30 wt % of the extract of Example 1, 20.5 wt % of lactose, 20 wt % of dextrin, 20 wt % of maltitol powder, and 7 wt % of xylitol powder were mixed, and granulated using a fluidized-bed dryer, and then 2.5 wt % of sugar ester was added, followed by tableting using a tablet press. The final weight of the contents was 2 g.

[Formulation Example 3] Preparation of Granules

30 wt % of the extract of Example 1, 5 wt % of xylitol, and 65 wt % of isomalt were mixed, formed into granules using a fluidized-bed granulator, and then placed in pouches. The final weight of the contents was 2 g.

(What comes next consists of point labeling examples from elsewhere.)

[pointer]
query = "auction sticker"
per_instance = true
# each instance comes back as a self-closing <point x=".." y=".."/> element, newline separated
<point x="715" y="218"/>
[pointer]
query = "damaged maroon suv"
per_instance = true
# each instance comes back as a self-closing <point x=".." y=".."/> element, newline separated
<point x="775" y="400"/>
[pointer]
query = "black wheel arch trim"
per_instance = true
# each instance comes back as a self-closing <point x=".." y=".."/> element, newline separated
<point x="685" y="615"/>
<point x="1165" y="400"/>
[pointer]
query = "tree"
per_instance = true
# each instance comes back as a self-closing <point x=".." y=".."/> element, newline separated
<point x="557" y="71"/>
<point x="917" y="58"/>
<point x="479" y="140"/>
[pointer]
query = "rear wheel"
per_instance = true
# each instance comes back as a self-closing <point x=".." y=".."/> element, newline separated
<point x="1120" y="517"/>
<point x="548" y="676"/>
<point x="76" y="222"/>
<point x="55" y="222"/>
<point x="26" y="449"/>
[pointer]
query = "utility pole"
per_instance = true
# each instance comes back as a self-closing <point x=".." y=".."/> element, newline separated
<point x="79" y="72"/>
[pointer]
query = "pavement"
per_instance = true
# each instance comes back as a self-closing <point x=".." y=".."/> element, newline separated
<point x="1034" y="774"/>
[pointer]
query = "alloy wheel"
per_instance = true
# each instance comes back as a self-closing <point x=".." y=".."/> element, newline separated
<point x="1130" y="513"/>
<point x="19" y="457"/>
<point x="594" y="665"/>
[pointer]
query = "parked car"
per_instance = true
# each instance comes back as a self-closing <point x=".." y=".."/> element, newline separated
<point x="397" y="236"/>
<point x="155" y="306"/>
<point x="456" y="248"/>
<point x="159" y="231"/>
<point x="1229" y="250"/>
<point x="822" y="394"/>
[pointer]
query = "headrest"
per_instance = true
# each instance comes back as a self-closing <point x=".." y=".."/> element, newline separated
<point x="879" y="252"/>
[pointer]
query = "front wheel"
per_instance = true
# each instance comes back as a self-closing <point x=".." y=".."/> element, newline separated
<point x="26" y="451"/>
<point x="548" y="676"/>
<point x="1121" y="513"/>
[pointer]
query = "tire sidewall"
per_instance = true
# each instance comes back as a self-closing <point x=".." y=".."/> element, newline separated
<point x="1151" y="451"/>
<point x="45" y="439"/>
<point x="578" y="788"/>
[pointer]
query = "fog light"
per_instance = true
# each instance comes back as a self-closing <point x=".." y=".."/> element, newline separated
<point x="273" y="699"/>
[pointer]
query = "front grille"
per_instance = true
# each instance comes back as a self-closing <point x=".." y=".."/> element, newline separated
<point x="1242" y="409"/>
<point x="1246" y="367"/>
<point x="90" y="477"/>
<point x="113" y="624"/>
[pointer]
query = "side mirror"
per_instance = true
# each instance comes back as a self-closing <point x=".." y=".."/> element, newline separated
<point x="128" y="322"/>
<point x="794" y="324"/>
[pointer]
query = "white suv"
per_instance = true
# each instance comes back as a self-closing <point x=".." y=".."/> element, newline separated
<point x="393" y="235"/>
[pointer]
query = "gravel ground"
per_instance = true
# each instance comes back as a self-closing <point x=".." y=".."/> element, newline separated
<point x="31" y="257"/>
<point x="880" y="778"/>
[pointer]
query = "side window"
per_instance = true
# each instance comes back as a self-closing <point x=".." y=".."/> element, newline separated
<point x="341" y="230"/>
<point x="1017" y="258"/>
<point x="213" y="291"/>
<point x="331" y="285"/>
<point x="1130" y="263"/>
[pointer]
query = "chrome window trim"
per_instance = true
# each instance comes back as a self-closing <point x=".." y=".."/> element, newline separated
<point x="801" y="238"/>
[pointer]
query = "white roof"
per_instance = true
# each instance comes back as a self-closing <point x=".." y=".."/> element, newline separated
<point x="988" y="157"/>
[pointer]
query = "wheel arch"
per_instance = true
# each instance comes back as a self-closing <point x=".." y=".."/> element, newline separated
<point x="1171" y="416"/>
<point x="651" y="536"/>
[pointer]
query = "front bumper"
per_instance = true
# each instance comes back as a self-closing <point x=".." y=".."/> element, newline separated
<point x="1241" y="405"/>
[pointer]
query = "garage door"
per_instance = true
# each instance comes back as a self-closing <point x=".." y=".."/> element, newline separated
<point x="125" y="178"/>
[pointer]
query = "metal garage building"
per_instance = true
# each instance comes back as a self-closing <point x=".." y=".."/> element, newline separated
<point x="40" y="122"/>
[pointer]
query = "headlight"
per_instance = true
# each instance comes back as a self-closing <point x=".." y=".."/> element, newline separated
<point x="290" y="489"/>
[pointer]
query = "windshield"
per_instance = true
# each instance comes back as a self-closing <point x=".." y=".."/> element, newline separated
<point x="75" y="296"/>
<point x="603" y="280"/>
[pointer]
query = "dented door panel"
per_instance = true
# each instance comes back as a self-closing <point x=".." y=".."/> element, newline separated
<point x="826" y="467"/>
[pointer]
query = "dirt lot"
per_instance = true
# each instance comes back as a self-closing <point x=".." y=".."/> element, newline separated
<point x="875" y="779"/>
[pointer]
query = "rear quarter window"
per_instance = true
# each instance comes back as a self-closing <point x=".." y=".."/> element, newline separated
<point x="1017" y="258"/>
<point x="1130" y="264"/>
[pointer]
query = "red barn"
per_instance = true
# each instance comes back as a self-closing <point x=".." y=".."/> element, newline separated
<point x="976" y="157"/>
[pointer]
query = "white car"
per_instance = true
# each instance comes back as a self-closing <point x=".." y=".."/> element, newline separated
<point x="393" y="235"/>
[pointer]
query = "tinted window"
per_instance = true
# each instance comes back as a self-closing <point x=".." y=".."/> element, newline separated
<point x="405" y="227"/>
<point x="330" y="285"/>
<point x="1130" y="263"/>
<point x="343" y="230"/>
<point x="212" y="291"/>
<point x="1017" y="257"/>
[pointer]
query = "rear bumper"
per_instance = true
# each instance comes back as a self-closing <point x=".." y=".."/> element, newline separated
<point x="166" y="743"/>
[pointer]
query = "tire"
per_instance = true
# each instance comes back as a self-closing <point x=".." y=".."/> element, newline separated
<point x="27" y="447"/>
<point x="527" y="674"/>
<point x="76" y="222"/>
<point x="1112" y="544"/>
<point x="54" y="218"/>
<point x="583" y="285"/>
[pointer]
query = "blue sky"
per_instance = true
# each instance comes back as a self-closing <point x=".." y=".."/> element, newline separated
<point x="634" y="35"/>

[Formulation Example 4] Preparation of Injection

An injection was prepared by a typical method according to the composition shown in Table 1 below.

	TABLE 1
	Mixing ingredients	Amount
	Example 1	10-50 mg
	Sterile distilled	Appropriate amount
	water for injection
	pH adjuster	Appropriate amount

[Formulation Example 5] Health food: A health food was prepared by a typical method according to the composition shown in Table 2 below.

	TABLE 2
	Mixing ingredients	Amount

	Example 1	20	mg
	Vitamin A acetate	70	μg
	Vitamin E	1.0	mg
	Vitamin B1	0.13	mg
	Vitamin B2	0.15	mg
	Vitamin B6	0.5	mg
	Vitamin B12	0.2	μg
	Vitamin C	10	mg
	Biotin	10	μg
	Nicotinic acid amide	1.7	mg
	Folic acid	50	μg
	Calcium pantothenate	0.5	mg
	Ferrous sulfate	1.75	mg
	Zinc oxide	0.82	mg
	Magnesium carbonate	25.3	mg
	Potassium phosphate monobasic	15	mg
	Calcium phosphate dibasic	55	mg
	Potassium citrate	90	mg
	Calcium carbonate	100	mg
	Magnesium chloride	24.8	mg

[Formulation Example 5] Health drink: A health drink was prepared by a typical method according to the composition shown in Table 3 below.

	TABLE 3
	Mixing ingredients	Amount

	Example 1	1000	mg
	Citric acid	1000	mg
	Oligosaccharide	100	g
	Taurine	1	g

	Purified water	Balance

Although specific embodiments of the present disclosure have been described with reference to the accompany drawings, those skilled in the art will appreciate that the present disclosure may be embodied in other specific forms without changing the technical spirit or essential features thereof. Thus, the embodiments described above should be understood to be non-limiting and illustrative in every way.